Sustentabilidade virou a palavra do momento. As pessoas realmente saber o seu significado? E você não acha que isto pode ser apenas um modismo?
Fico feliz que as pessoas tenham criado a consciência de que se não cuidarmos do planeta, ele pode acabar. E não digo isso por demagogia, por achar bonito ou por ser “eco-chato”. Digo porque as evidências estão à mostra. Infelizmente a palavra “sustentabilidade” ganhou um cunho comercial muito forte e vem sido usada para agregar um valor subjetivo aos empreendimentos que nem sempre são reais. Sustentabilidade está ligada ao reuso, à consciência ecológica, ao consumo consciente de recursos . De nada adianta realizar um empreendimento dito sustentável, sem a utilização de materiais que não agridam ao meio ambiente, que tenham uma emissão controlada de gás carbônico e gerar toneladas de resíduos durante sua construção.
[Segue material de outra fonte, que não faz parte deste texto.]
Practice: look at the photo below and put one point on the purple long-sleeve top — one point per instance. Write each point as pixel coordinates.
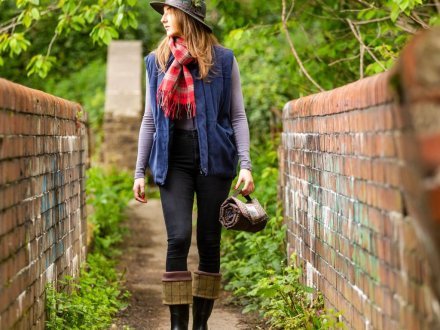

Quanto ao modismo, espero e também trabalho para que as pessoas realmente se importem em serem mais críticas quanto ao consumo, que se questionem a respeito da procedência dos materiais e quanto impacto eles geram ao meio. Sustentabilidade não pode ser modismo, deve ser um pensamento coletivo, para que o mundo possa ser um lugar equilibrado e de todos.
Você acabou de ser premiado pelo ambiente na Campinas Decor 2010. Conte sobre este trabalho e da importância do prêmio.
Ter o trabalho reconhecido já é um prêmio muito gratificante. Mas esse prêmio do Campinas Decor veio em um momento muito importante para minha carreira. Todo o processo para a Campinas Decor 2010 foi um grande desafio, pois o prazo de execução foi muito curto e não se tratava apenas de um ambiente onde seria exigida somente um projeto de interiores, foi uma obra completa. Ser avaliado por um júri tão significativo, e ter esse resultado, acredito que um prêmio como esse, além de me valorizar como profissional para o mercado, ainda me dá confiança de que o trabalho que venho realizando, está sendo correto e tem agradado bastante.
Casa Cor Campinas 2010 está chegando. Você poderia falar sobre seu ambiente?
O ambiente será uma referência ao museu da aviação da TAM e a um lounge vip de sala de embarque, onde os visitantes poderão conhecer um pouco mais da história da empresa. Será um espaço corporativo para interação e resgate do glamour dos tempos áureos da aviação. Ainda terão comissários vestidos com os uniformes usados na década de 70, em referência ao projeto vintage da TAM e ainda produtores circulando em todo o evento atraindo a atenção do público ao prazer de voar.
E quais seus planos pós-Casa Cor 2010?
Certamente, participarei da próxima edição da Campinas Decor e no momento, estamos reformando e ampliando as atividades do escritório.